Le Ministère de la Culture est-il exempt de reproches ?

 

Depuis l’interview du 27 décembre 2013 de Henri N’Koumo, directeur du Livre de Côte d’Ivoire, publiée par Le Nouveau Courrier, des malentendus ont été levés, mettant ainsi fin aux reproches muets que d’aucuns faisaient au ministère de tutelle. Le Ministère de la Culture dans tous les pays africains est loin d’être un ministère financièrement robuste. Le nôtre fait avec les petits moyens de bord pour voir et faire vivre le génie littéraire ivoirien. Selon le directeur du Livre, les écrivains ne sont pas laissés pour compte. Ils bénéficient amplement du soutien du ministère et même, par le biais de leur association, d’une ligne budgétaire. C’est une bonne nouvelle pour les écrivains ! Et cela doit s’entendre avec les cinq sens. Cependant pour cela, le ministère échappe-t-il aux reproches ? « Nous faisons le meilleur pour nos écrivains » avait déclaré monsieur Henri N’Koumo (27 décembre 2013 Le Nouveau Courrier).
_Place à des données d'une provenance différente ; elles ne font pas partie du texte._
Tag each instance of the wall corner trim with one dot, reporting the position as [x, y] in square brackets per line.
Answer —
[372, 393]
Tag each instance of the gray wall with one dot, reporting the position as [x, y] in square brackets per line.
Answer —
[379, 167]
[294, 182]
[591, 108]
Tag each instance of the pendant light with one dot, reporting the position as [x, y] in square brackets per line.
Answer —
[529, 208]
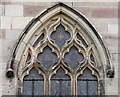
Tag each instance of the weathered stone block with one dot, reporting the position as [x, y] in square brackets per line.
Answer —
[113, 28]
[104, 13]
[30, 10]
[1, 9]
[5, 22]
[12, 34]
[13, 10]
[2, 34]
[20, 22]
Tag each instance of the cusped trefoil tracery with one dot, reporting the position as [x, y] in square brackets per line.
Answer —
[59, 48]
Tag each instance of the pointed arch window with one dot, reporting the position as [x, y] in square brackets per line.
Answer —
[60, 53]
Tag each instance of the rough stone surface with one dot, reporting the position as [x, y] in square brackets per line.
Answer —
[20, 22]
[33, 10]
[13, 10]
[5, 22]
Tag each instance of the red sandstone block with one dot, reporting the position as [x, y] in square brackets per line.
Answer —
[30, 10]
[84, 10]
[104, 13]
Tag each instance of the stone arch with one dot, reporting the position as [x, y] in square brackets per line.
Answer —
[73, 22]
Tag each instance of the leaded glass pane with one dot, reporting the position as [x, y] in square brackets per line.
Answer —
[28, 60]
[60, 36]
[33, 84]
[47, 58]
[27, 88]
[60, 84]
[87, 84]
[38, 87]
[38, 40]
[73, 57]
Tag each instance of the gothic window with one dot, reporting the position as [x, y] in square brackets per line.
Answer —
[60, 54]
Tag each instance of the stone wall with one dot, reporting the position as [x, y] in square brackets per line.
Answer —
[16, 14]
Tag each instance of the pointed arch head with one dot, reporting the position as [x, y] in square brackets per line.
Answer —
[73, 22]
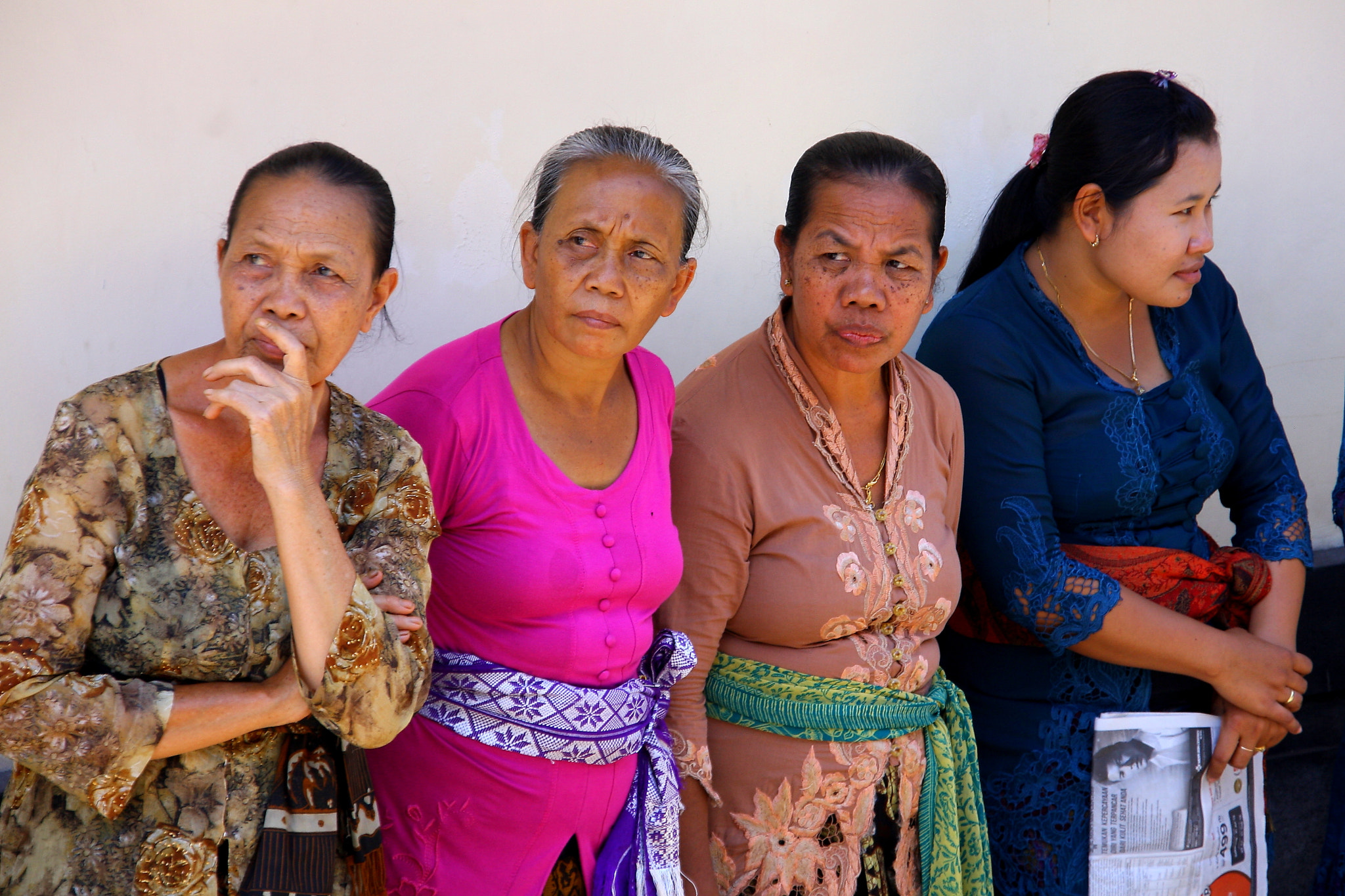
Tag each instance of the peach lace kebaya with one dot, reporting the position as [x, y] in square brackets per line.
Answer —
[787, 566]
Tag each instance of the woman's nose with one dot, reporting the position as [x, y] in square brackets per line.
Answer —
[287, 299]
[607, 274]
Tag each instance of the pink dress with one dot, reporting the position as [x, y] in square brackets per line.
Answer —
[533, 572]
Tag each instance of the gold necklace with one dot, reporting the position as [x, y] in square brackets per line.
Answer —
[868, 488]
[1130, 319]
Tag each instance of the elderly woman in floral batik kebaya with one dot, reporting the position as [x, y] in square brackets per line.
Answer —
[817, 475]
[181, 599]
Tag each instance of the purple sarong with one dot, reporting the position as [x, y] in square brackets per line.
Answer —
[554, 720]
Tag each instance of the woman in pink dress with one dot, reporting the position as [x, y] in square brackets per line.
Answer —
[546, 440]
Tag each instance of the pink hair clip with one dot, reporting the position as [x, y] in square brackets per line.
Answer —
[1039, 148]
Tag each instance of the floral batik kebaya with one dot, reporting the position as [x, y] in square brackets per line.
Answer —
[116, 586]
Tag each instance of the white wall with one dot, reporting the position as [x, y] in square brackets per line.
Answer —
[124, 127]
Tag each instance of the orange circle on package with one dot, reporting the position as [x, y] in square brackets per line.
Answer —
[1234, 883]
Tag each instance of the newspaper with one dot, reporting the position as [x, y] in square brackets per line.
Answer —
[1160, 826]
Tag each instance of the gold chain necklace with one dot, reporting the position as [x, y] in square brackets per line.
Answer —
[1130, 319]
[868, 486]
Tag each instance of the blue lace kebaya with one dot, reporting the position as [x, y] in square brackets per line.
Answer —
[1059, 453]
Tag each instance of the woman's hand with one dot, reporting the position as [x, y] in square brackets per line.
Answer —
[1242, 736]
[401, 609]
[280, 408]
[1256, 677]
[1242, 729]
[211, 712]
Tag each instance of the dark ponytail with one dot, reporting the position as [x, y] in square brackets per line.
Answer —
[1119, 131]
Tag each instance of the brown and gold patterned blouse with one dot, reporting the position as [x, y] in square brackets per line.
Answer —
[118, 585]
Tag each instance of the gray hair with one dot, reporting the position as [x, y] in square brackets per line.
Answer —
[618, 141]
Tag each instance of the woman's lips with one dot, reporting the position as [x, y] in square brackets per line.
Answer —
[860, 337]
[268, 350]
[1191, 274]
[598, 320]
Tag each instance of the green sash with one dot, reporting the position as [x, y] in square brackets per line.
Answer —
[954, 848]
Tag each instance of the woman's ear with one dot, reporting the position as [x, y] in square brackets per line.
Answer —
[529, 241]
[786, 249]
[1093, 217]
[685, 274]
[384, 291]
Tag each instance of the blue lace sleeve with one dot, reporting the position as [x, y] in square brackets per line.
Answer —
[1264, 492]
[1007, 528]
[1059, 598]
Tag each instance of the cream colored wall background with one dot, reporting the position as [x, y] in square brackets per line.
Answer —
[125, 125]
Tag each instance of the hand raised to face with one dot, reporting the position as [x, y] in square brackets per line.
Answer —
[280, 408]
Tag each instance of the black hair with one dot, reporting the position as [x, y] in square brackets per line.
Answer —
[864, 155]
[1124, 753]
[335, 167]
[1119, 131]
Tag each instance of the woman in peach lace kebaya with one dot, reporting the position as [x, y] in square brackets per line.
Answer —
[181, 616]
[817, 475]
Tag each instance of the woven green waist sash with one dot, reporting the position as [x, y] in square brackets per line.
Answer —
[954, 849]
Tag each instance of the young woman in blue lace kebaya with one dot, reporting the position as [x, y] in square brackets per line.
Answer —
[1109, 387]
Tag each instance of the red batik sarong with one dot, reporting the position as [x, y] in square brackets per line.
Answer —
[1220, 590]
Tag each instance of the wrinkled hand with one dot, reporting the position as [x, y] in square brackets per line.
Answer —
[1258, 675]
[280, 409]
[399, 609]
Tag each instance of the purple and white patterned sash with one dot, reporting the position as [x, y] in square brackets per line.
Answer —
[554, 720]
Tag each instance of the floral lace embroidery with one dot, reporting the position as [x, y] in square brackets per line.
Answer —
[693, 761]
[428, 830]
[811, 845]
[857, 526]
[1128, 429]
[175, 864]
[1039, 813]
[1283, 532]
[1211, 431]
[1055, 597]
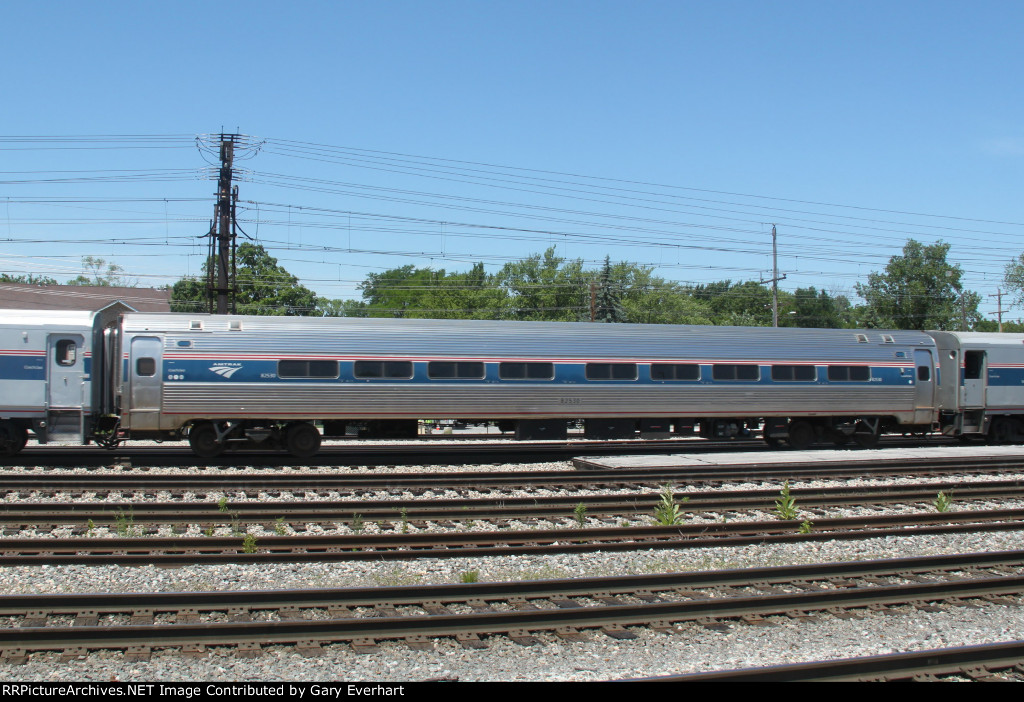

Le meilleur ? Oui. Quand même. L’homme se bat comme un fauve à redorer l’image du Livre en Côte d’Ivoire. Mais ce ne sera jamais suffisant. La littérature pleure. On en veut plus. On en veut davantage. Y en a marre d’être le dernier de classe ! C’est vrai, des écrivains (très peu) ont été cooptés pour participer à des événements littéraires, hors du pays comme en Martinique et au Sénégal. Les mêmes visages, même s’ils sont beaux, doivent laisser de la place à la jeune génération qui veut s’exprimer. Et notre souhait est qu’au moins deux jeunes écrivains, une fois par an, soient pris en charge pour participer à ces odyssées. 

 

Parlant de soutien, il y a les écrivains, mais il y a aussi tous ceux qui par leurs activités, leur imagination, font fleurir et vivre le jardin littéraire national. Nous pensons aux initiateurs de cafés littéraires et aux bibliothécaires. Le Ministère doit sans complaisance aider conséquemment et mettre en valeur tous ces hommes et femmes qui sans moyens mais seulement avec leur passion se consument pour rapprocher le livre aux populations.

 

Autre boule de neige, c’est le SILA. Non pas l’évènement, mais la tasse cassée par les écrivains eux-mêmes pendant l’évènement. L’an dernier, on avait reproché au Ministère de la Culture d’avoir privé les écrivains ivoiriens d’un stand spécial et gratis. Lors de l’édition 2013, le Ministère ayant pris en compte ce grief a levé le pied sur le frein, mettant donc à la disposition des écrivains un stand de 6 m². Malheureusement, au moment où on s’y attendait le moins, le fameux stand a brillé par les absences, disettes et pénuries des écrivains. Quel gâchis ! C’était le stand le moins garni, le moins animé, bref le plus triste. Demain, dans les années à venir, il faudra compter sur une organisation plus sérieuse entre les écrivains, un goût harmonieux d’aller et pousser plus haut, et ensemble, le cri du Livre. Mais avant, le devoir leur incombe de se réunir et de décider.

 

 

La contrefaçon des livres : une plaie à ne pas négliger

2013 a été l’année de la contrefaçon à outrance des livres publiés dans notre pays. C’est en somme 24 ouvrages de 24 auteurs différents, des tonnes de livres scolaires frauduleusement imitées en Inde et dans plusieurs pays de la sous-région qui sont passés dans les mains de cette bande de faussaires assidus. Emettant des réflexions poussées sur le thème « Livre, dialogue des cultures et émergences » Guy Lambin, directeur général de Nei-Ceda Edition,  sponsor officiel du SILA n’a pas manqué de stigmatiser, à l’ouverture, la contrefaçon pratiquée par des entrepreneurs indélicats. Un fléau, a-t-il déploré, qui prend des proportions telles qu’il met en péril un certain nombre de sociétés d’éditions. Une importante politique est à mettre en place pour contrer ces bandits véreux.